I voted for Mario M. Cuomo, the son of Italian immigrants who became three-term governor of New York, more often than any political candidate. As the New York Times article announcing his New Year’s Day death at the age of 82 noted: “He commanded the attention of the country with a compelling public presence [and] a forceful defense of liberalism.”
He was the Democratic party’s official nominee for lieutenant governor in 1974 but lost in a primary to Mary Anne Krupsak. I happened to have been living in New York City when he ran for mayor in 1977, and he lost again, this time to Ed Koch, who I did not much like.
Cuomo was elected lieutenant governor in 1978, and when Hugh Carey chose not to run for governor in 1982, Cuomo found himself in another primary with Ed Koch.
The mayor seemed to be destined to win until he said disparaging things about upstate New York. Cuomo won the gubernatorial primary and the general election.
Mario Cuomo became a national figure when he made the keynote address at the 1984 Democratic National Convention. “They asked only for a chance to work and to make the world better for their children, and they — they asked to be protected in those moments when they would not be able to protect themselves. This nation and this nation’s government did that for them.” Links to his 1984 and 1992 convention speeches can be found HERE.
I most appreciated his unpopular position against the death penalty, “which he blocked as governor in New York for 12 years, as a ‘stain on our conscience… The death penalty is wrong because it lowers us all,’ he wrote in The Daily News. ‘It is a surrender to the worst that is in us. (It) has never elevated a society, never brought back a life, never inspired anything but hate.'”
He was reelected governor in 1986 and 1990, then got the nickname “Hamlet on the Hudson” when he considered running for President in 1992. He opted against doing so, which was fine by me; Presidential politics were rough, even then.
I was sad, however, that he decided to decline a possible appointment to the US Supreme Court in 1993 by President Clinton. His contemplative style would have been great on the bench.
Moreover, a successful run for a fourth term as governor seemed less than promising to me, and sure enough, he was defeated in the general election in November 1994 by obscure state legislator George Pataki. Interesting that Cuomo died 20 years almost to the day that he ended his term as governor.
He was the father of five, including the current governor, Andrew, who was inaugurated earlier on New Years Day; and Chris, a reporter with CNN. He had been married to his wife Matilda (née Raffa) since 1954.

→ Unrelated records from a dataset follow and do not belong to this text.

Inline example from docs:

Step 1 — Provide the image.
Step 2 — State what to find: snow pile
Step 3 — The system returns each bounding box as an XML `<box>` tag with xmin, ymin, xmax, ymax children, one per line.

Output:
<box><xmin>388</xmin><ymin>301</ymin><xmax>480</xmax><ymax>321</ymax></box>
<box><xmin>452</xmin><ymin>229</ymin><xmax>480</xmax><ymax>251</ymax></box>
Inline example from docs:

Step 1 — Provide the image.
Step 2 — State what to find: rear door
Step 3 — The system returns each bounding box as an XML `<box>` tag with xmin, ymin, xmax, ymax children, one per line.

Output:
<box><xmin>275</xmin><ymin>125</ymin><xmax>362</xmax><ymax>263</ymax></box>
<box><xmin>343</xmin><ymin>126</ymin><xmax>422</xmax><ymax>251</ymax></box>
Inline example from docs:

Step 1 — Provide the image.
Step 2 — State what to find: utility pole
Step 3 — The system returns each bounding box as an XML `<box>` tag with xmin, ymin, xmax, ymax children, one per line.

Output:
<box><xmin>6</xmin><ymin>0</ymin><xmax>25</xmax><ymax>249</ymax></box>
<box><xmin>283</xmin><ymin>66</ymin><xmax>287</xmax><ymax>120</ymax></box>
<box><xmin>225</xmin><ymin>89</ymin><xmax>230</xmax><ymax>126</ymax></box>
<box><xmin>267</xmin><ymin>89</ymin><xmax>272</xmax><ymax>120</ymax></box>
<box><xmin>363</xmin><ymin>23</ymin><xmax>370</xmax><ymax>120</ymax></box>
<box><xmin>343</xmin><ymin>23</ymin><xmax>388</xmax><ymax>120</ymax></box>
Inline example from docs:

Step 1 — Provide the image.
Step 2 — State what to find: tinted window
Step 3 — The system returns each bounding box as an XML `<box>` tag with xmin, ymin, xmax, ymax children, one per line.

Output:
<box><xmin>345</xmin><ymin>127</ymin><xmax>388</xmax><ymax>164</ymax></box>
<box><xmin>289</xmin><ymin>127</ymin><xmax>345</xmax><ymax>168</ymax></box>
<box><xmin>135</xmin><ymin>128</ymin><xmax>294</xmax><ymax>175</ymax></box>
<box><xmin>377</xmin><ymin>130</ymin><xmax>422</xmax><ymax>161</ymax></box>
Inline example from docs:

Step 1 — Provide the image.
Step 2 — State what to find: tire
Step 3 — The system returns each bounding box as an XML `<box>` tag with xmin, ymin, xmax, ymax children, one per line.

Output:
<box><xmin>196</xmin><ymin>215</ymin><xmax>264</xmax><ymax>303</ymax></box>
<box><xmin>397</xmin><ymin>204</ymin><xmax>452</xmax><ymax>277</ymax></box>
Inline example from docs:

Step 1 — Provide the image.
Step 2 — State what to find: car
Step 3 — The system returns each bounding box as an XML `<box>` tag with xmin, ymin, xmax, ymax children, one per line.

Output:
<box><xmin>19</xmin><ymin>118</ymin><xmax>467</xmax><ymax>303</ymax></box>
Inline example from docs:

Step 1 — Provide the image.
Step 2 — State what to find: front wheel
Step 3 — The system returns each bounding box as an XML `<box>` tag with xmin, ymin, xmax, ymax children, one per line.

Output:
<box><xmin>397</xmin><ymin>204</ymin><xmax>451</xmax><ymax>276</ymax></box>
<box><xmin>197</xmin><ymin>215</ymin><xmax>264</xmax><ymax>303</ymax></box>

Edward Hermann did the patrician man better than almost anyone. He was best known as the well-to-do father and grandfather on Gilmore Girls. He played Franklin Roosevelt several times, and I think I saw them all, including in the 1982 movie Annie. I also saw him in the movies The Paper Chase, The Great Gatsby, Reds, Nixon, and others.
Besides being the voiceover guy for programs on the History Channel, he was on several TV shows I watched, including Beacon Hill, The Practice, Grey’s Anatomy, The Good Wife, and especially the haughty priest in flashbacks on St. Elsewhere, and the arrogant surgeon in an episode of MASH.
Ed Hermann died on December 31, 2014, at the age of 71 from brain cancer.
I found this list from 2009 of the top 100 rated TV shows in the US. There are lots of final episodes of series, Super Bowl football games, the miniseries Roots, the first broadcast of Gone With the Wind, special episodes (how shot JR on Dallas, Beatles on Ed Sullivan). And sprinkled on the list are thirteen regular-season episodes of the Beverly Hillbillies, which was the #1 show on American TV in 1962-63, and 1963-64. I watched it, but, hey, I was 10 or so. (Only a handful of shows since 2009 have entered the list, mostly Super Bowls.)
Noting the passing of Donna Douglas, who played goddess of the cee-ment pond, Elly May Clampett, on the program, at the age of 81 or 82.